Adam let his gaze roam over Melissa. Her wide yellow skirt billowed in the breeze, and he could see the outline of her bra beneath her knitted blouse. Her softly feminine casual wear appealed to him, made her body more accessible to his touch, his hands. He grasped her arm lightly. “I’ve got a friend in Westchester I’d like you to meet.
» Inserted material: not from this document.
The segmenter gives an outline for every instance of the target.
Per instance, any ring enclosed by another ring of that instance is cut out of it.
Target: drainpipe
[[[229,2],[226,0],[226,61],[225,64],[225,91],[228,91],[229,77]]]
Come with me.” He sensed her reluctance before she spoke.

“I have to be home early—I’ve got a lot to do tomorrow.”

“Come with me,” he urged, his voice softer, lower. Persuasive. “Come with me.” He watched her eyelids flutter before she squinted at him and insisted that she should go home. He knew she wanted to escape the intimacy between them, but he was determined to prolong it.

“I’ll take you home early. Come with me.”

She went.

* * *

They boarded the train minutes before its departure. Melissa didn’t know what to make of Adam’s mood, and his invitation to join him in a visit with a friend perplexed her. She was certain that he hadn’t planned for them to go to Westchester when he’d called her that morning.

“Are we going to visit one of your relatives?”